- Theatrical poster
- Hangul: 밤과 낮
- RR: Bamgwa nat
- MR: Pamgwa nat
- Directed by: Hong Sang-soo
- Written by: Hong Sang-soo
- Produced by: Kang Dong-goo Kim Yeong-deok Oh Jeong-wan Jo Kwang-hee
- Starring: Kim Young-ho Park Eun-hye Hwang Soo-jung
- Narrated by: Kim Yeong-ho
- Cinematography: Kim Hoon-kwang
- Edited by: Hahm Seong-won
- Music by: Jeong Yong-jin
- Production company: Bom Films
- Distributed by: Sponge Entertainment
- Release dates: 12 February 2008 (Berlinale); 28 February 2008;
- Running time: 144 minutes
- Country: South Korea
- Language: Korean
- Box office: $208,859

= Night and Day (2008 film) =

Night and Day is a 2008 South Korean comedy-drama film written and directed by Hong Sang-soo, starring Kim Young-ho and Park Eun-hye. The film competed for the Golden Bear at the 58th Berlin International Film Festival.

== Storyline ==
In the summer of 2007, Kim Seong-nam, a painter in his forties, travels to Paris, France, to escape arrest for smoking marijuana, leaving his wife behind in Korea. While there he meets an ex-girlfriend, Min-seon, and is introduced to a small community of Korean artists.

== Cast ==
- Kim Young-ho as Kim Seong-nam, a painter
- Park Eun-hye as Lee Yoo-jeong, a student in painting major at the ENSB-A
- Hwang Soo-jung as Han Seong-in, Seong-nam's wife
- Gi Ju-bong as Mr.

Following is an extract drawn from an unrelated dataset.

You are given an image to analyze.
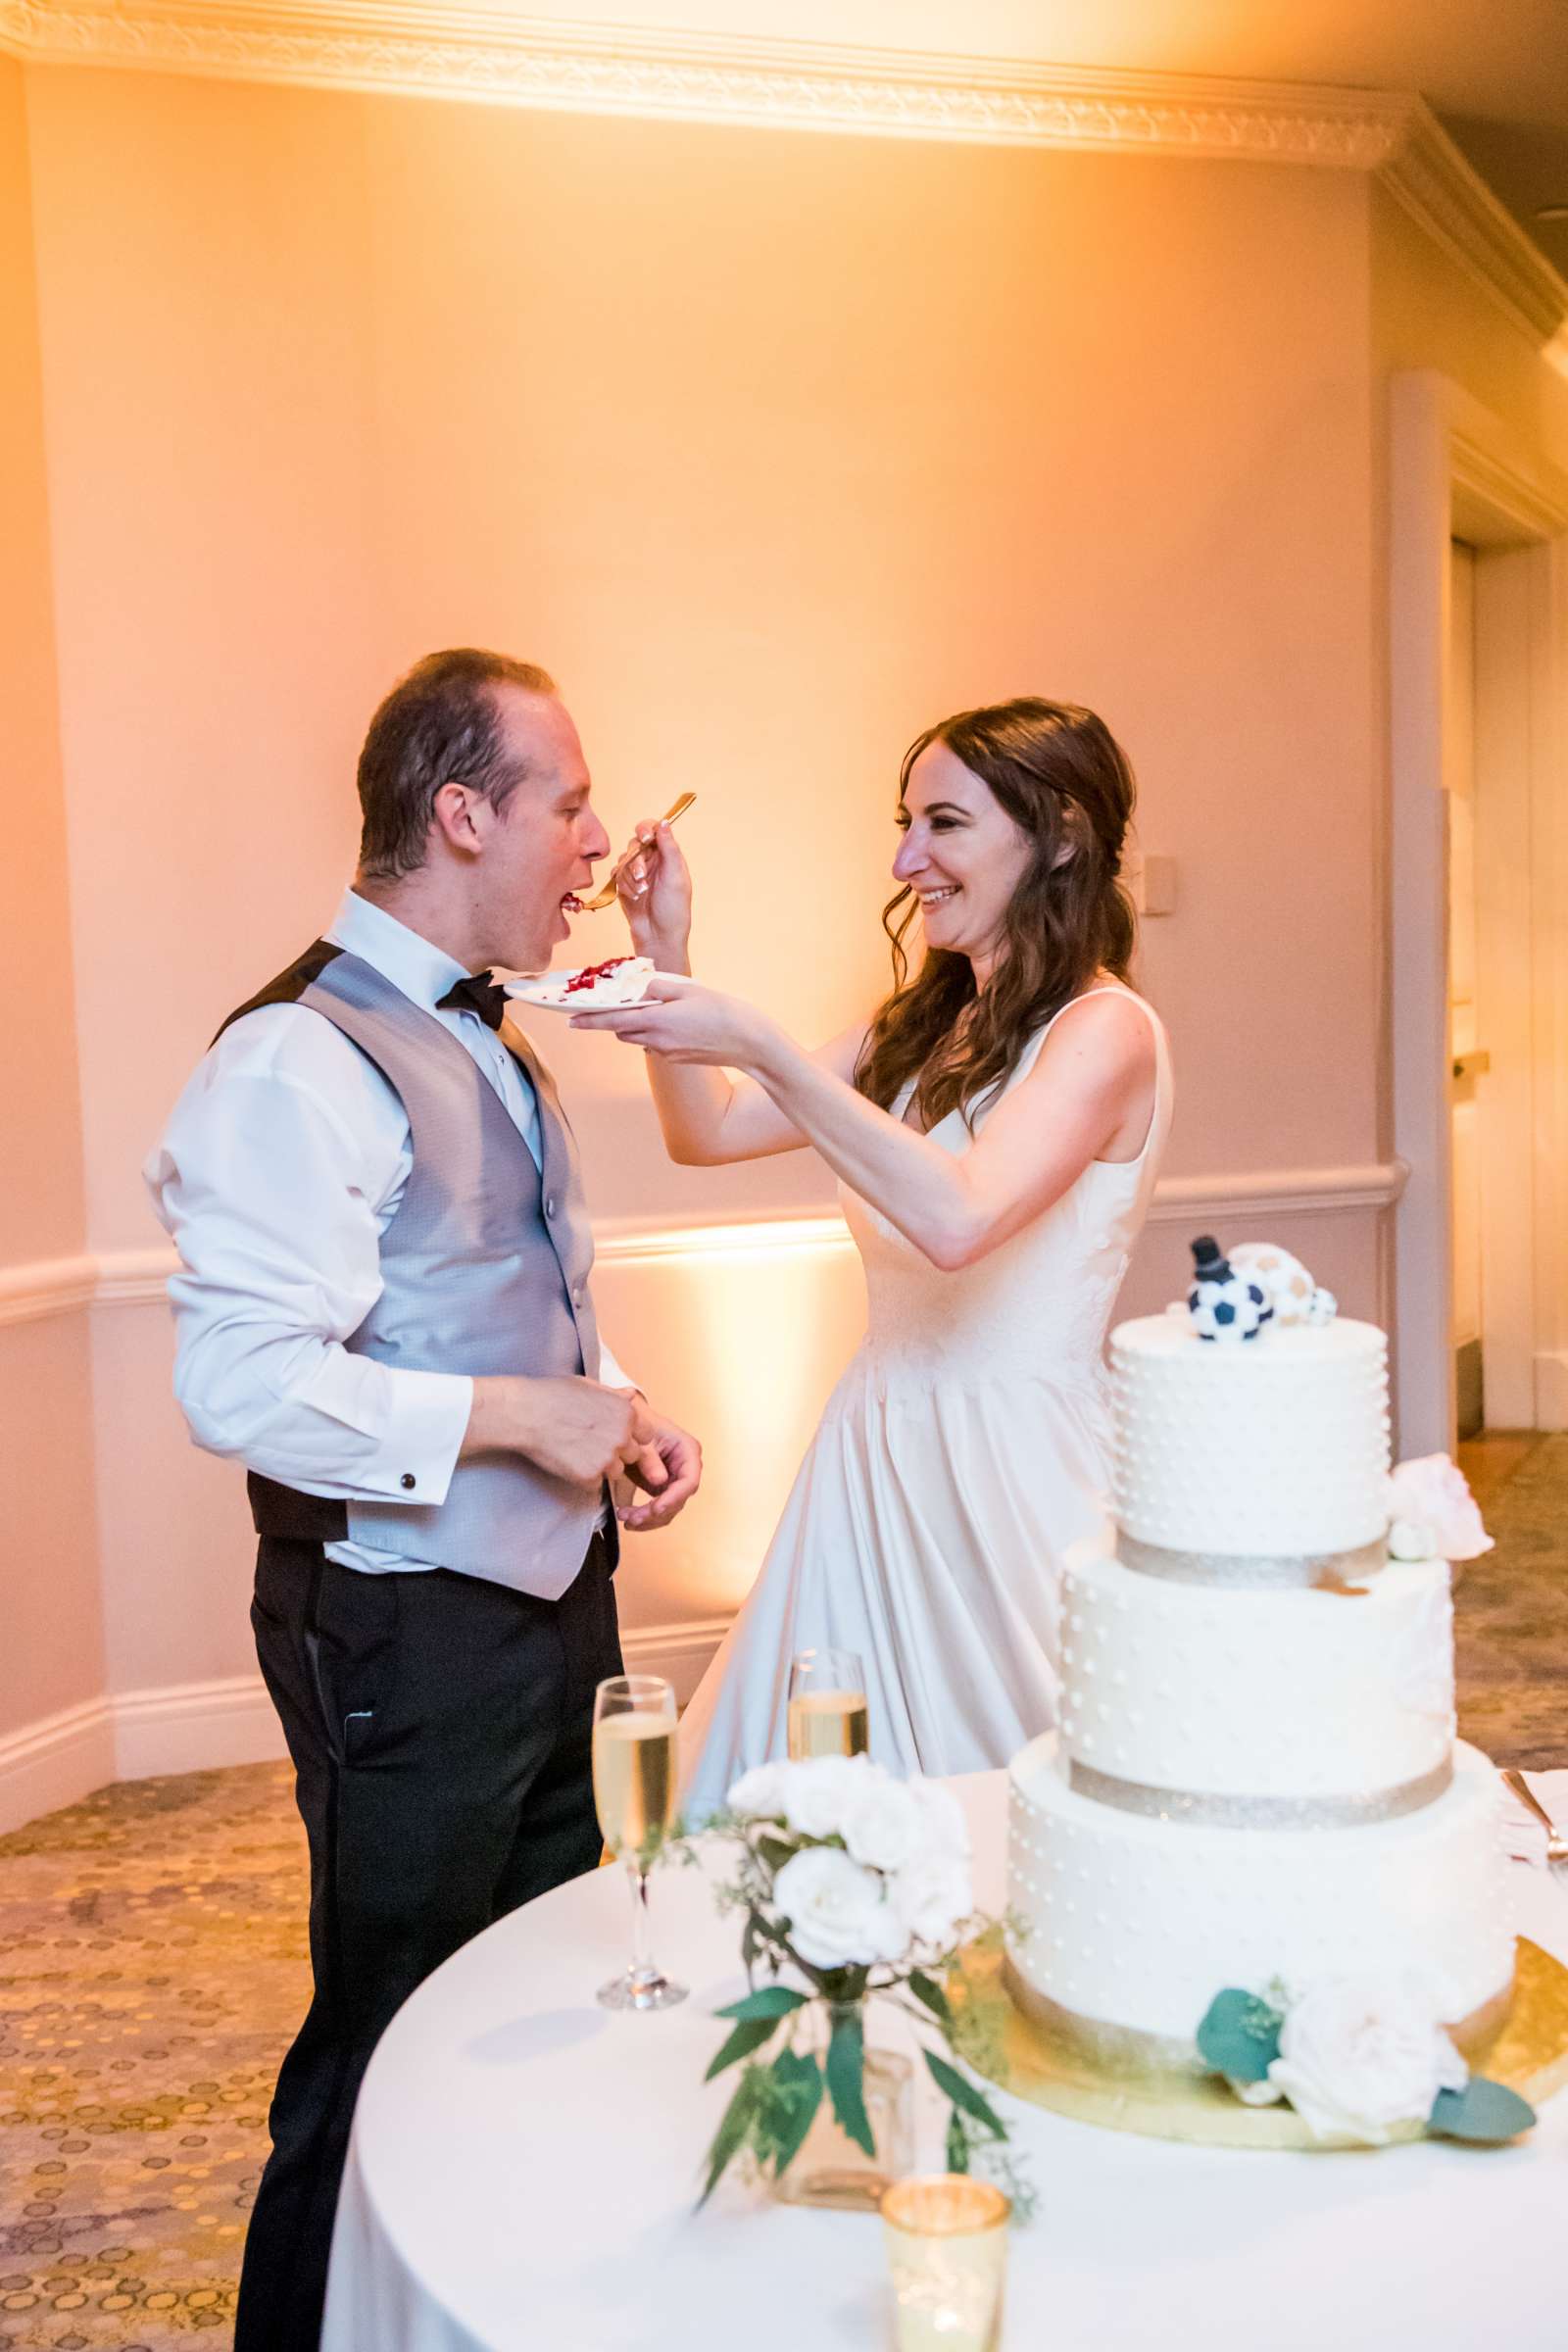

Jang, a host of the guest house
- Kim Yoo-jin as Jang Min-seon, Seong-nam's ex-girlfriend
- Seo Min-jeong as Jo Hyeon-joo, Yoo-jeong's roommate
- Jeong Ji-hye as Jeong Ji-hye, Yoo-jeong's college junior
- Lee Sun-kyun as Yoon Kyeong-soo, a student from North Korea
- Lee Jeong-hoon as Teacher Jang

== Release ==
Night and Day premiered at the 58th Berlin International Film Festival on 12 February 2008. It was released in South Korean theatres on 28 February, and as of 13 July had received a total of 13,928 admissions with a gross of $75,557.

== Awards and nominations ==
Night and Day won the award for Best Film at the 17th Buil Film Awards, held on 9 October 2008. Hong was nominated for Best Screenplay at the 2008 Asia Pacific Screen Awards.